Alexandre Pigozzo enfatiza que a motivação principal é facilitar todo o processo da modelagem computacional, desde a construção do modelo até sua implementação e simulação no computador.
“Para desenvolvermos um modelo, implementado no computador, fazer a simulação e depois interpretar os resultados, o aluno precisa de uma base forte de matemática e programação. Mas, além dessa base, o que o aluno precisa ter mesmo é a experiência prática de modelagem”, explica.
O projeto envolve várias etapas essenciais que se conectam para alcançar uma modelagem precisa do sistema imunológico.
Primeiramente, é essencial a coleta de dados biológicos detalhados dos pacientes, como informações genéticas e resultados de exames de sangue.
Esses dados são então integrados em um banco de dados central, em que são analisados e processados por algoritmos desenvolvidos especificamente para identificar padrões imunológicos.
A segunda etapa crucial é a construção do modelo computacional.
O modelo é a representação matemática do sistema imunológico, que inclui diversas variáveis e parâmetros biológicos.
O desafio é garantir que o modelo seja suficientemente complexo para capturar a dinâmica real do sistema imunológico, mas também eficiente o bastante para ser executado em um computador em tempo hábil.
“O legal do software é facilitar o primeiro contato do aluno com a modelagem computacional. A gente usa um código em Python e, quando o aluno abre os códigos, ele também consegue aprender como aquela simulação foi pensada no modelo computacional”, explica o professor.
“Depois que o modelo estiver implementado e testado, é possível fazer simulações e verificar os resultados. Um de nossos testes foi utilizando um modelo baseado na covid-19, construído a partir de dados da epidemia e de anticorpos de pacientes graves e moderados”, completou.

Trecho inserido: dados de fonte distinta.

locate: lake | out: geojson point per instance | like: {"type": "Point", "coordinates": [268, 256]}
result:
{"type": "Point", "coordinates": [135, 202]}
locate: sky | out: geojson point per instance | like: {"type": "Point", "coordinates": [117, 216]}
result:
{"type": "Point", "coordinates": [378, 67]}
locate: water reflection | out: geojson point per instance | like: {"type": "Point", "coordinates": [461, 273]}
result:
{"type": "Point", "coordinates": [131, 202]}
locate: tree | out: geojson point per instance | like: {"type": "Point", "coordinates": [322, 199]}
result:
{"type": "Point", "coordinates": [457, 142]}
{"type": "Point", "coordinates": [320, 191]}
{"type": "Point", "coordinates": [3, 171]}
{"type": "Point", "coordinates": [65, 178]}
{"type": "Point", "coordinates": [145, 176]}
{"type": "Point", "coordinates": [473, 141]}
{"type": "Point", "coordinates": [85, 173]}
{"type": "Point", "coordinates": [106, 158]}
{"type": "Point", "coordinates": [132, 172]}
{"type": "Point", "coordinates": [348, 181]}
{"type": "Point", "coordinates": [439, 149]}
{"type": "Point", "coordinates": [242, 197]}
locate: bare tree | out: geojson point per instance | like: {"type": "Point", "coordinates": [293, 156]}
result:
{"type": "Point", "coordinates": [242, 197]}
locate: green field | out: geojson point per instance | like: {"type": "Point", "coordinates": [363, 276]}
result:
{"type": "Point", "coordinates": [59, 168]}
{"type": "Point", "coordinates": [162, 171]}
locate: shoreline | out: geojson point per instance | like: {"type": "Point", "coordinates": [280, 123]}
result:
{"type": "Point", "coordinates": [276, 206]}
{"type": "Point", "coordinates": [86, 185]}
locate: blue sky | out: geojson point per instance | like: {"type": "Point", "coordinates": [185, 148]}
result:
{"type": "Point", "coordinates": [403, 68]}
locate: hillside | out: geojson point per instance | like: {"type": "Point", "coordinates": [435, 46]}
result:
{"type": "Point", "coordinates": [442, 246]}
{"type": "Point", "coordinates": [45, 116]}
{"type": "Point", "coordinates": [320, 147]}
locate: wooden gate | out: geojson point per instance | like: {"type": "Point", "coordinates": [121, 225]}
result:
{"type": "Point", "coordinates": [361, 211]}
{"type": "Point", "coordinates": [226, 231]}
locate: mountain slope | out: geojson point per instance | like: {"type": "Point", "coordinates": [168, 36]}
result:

Uma vez construído o modelo, a fase de simulação permite que os pesquisadores testem várias hipóteses sobre como o sistema imunológico responderá a diferentes tipos de infecções ou tratamentos.
Esses testes de simulação são vitais para identificar potenciais problemas e ajustar tratamentos antes de serem aplicados clinicamente.
Aplicabilidade do sistema
Outro aspecto inovador do projeto é a capacidade de personalização.
Cada paciente tem um perfil imunológico único, e o software desenvolvido pelo pesquisador permite a criação de modelos personalizados que levam em conta essas diferenças individuais.
É possível prever com maior precisão como um tratamento específico funcionará para um paciente em particular, melhorando significativamente a eficácia das terapias e reduzindo o risco de efeitos colaterais.
A aplicação prática desse software é vasta. Na medicina preventiva, ele pode ser utilizado para identificar indivíduos com maior risco de desenvolver determinadas doenças.
Em oncologia, pode ajudar a personalizar tratamentos de imunoterapia, que são altamente eficazes, mas também complexos e caros. Além disso, o software pode ser uma ferramenta valiosa em pesquisas sobre doenças infecciosas.
O projeto de Pigozzo também promove uma colaboração interdisciplinar, reunindo especialistas em Biologia, Ciência da Computação, Estatística e Medicina.
Essa abordagem colaborativa é essencial para enfrentar os desafios complexos da modelagem do sistema imunológico e garantir que os modelos computacionais sejam precisos e aplicáveis em contextos clínicos reais.